Modica - In occasione della scomparsa di Franco Ruta, fondatore della storica Dolceria Bonajuto di Modica, il 21 febbraio 2016, pubblichiamo un breve racconto scritto per la Fondazione intitolata al promotore della riscoperta del cioccolato artigianale modicano, dall’illustratore ragusano Angelo Ruta, autore del logo della celebre pasticceria.
Il primo ricordo che ho di Franco è di una sera d’estate alla sua casa al mare. Era molto buio. Mi aveva chiesto di mostrargli delle foto in bianco e nero, stampate a casa con un ingranditore di fortuna; poiché non ero del tutto capace, le foto si riducevano a piccoli fogli di carta imbarcata con macchie molto scure, dove a fatica si distinguevano delle ombre. Che cosa lui abbia visto di buono in quelle macchie scure, al buio di quella sera d’estate, non ho mai osato chiederglielo. Però da allora abbiamo cominciato a parlare di fotografie, di libri e di disegni.
Forse nessuno sa che il logo della Dolceria è stato realizzato a Brunico, un settembre di tanti anni fa. Mi ci trovavo per lavoro: insieme a tre amici stavo mettendo a punto la sceneggiatura di un film che avremmo girato da lì a qualche mese. Dovevamo chiudere e lavoravamo intensamente a scene e personaggi. Appena un mese prima, a Modica, Franco mi aveva chiesto di disegnare il logo per dare forma a questo progetto che lo stava tanto appassionando: riaprire la Dolceria. Non gli avevo detto di no, pur consapevole che le scadenze dei due lavori si sarebbero accavallate.

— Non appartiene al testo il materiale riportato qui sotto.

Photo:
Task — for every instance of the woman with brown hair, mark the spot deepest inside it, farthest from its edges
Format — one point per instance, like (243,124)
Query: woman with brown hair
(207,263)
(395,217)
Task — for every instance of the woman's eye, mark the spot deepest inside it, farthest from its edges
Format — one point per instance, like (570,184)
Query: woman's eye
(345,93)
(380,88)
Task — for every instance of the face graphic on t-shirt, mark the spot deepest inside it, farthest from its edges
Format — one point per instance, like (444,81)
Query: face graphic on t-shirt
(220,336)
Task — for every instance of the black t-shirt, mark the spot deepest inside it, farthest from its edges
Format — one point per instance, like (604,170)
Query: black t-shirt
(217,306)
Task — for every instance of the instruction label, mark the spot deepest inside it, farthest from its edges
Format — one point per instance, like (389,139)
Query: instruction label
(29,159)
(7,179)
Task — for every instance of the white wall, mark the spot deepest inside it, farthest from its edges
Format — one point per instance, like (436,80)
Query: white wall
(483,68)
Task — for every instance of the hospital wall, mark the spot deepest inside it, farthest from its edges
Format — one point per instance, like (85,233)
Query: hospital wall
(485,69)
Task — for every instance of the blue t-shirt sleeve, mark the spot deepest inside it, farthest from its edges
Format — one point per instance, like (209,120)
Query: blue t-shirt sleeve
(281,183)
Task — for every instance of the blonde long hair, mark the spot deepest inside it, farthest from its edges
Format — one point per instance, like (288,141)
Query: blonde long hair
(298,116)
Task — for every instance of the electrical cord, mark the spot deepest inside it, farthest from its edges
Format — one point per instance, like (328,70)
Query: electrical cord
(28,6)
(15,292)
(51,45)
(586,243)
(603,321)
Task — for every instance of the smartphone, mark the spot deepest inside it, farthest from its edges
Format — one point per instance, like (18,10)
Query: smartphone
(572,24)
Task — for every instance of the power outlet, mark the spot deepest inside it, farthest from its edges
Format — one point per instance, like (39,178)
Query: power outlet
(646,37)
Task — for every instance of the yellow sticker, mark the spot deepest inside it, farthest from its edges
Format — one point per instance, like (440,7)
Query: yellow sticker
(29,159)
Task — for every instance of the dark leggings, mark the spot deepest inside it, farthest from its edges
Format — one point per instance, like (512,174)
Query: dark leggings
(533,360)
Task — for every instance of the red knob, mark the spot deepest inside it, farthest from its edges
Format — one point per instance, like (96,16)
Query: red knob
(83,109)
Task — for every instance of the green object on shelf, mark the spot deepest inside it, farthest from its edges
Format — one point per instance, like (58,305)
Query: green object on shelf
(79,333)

Così mi ero portato in montagna la mia valigetta di colori e contavo di completare l’esecutivo nelle pause dalla sceneggiatura. Stavamo tutti insieme in una casa piuttosto grande, molto vecchia, un po’ austera. Eravamo gli ultimi inquilini perché il proprietario aveva deciso di buttarla giù, con l’idea che sarebbe stato meglio farne al suo posto un condominio. Ma il vero motivo sembra che fosse un altro: tutti in paese dicevano che ci fosse dentro un fantasma. Nessuno di noi ci credeva ma non facevamo che pensarci. Spifferi, rumori improvvisi, oggetti spariti o fuori posto: ma noi imperterriti continuavamo a far finta di niente. Di sera, quando gli altri erano già a letto e io mi attardavo a colorare la grande tavola col logo, mi sentivo osservato.
In breve ho preso ad avere col fantasma lo stesso atteggiamento che Eduardo aveva con la scaramanzia, quando diceva: “crederci è da stupidi ma non crederci porta male”. Così disegnavo senza guardarmi alle spalle e senza curarmi delle porte che si aprivano all’improvviso. Avevo solo l’accortezza, una volta finito, di chiudere con cura il vasetto di colore: perché non ero sicuro che il fantasma ci fosse, ma se c’era, era di sicuro dispettoso. Ad ogni modo il logo riuscii a completarlo e a spedirlo; e a quel punto l’influsso del fantasma svanì. Anzi, a tirare le somme, si può dire che portò fortuna. Il pagamento concordato dalle due parti consisteva in un cannolo di ricotta ogni volta che entravo in dolceria. Cannolo che raddoppiò quando mi sposai e quadruplicò quando nacquero i miei figli.
Ma non fu come il pagamento in chicchi di riso nella famosa partita a scacchi; perché le mie visite a Modica erano sempre meno frequenti e non sempre passavo in dolceria a riscuotere il mio onorario. Se mi fossi ricordato di raccontargliela, la storia del fantasma, sono sicuro che Franco ne avrebbe riso. Forse avrebbe riso anche di questa associazione, mentre noi l’abbiamo presa sul serio, per questo siamo qui. La immagino come un riferimento necessario per la città, un laboratorio di idee, un luogo di scambio. E credo che qualcosa di buono ne verrà fuori.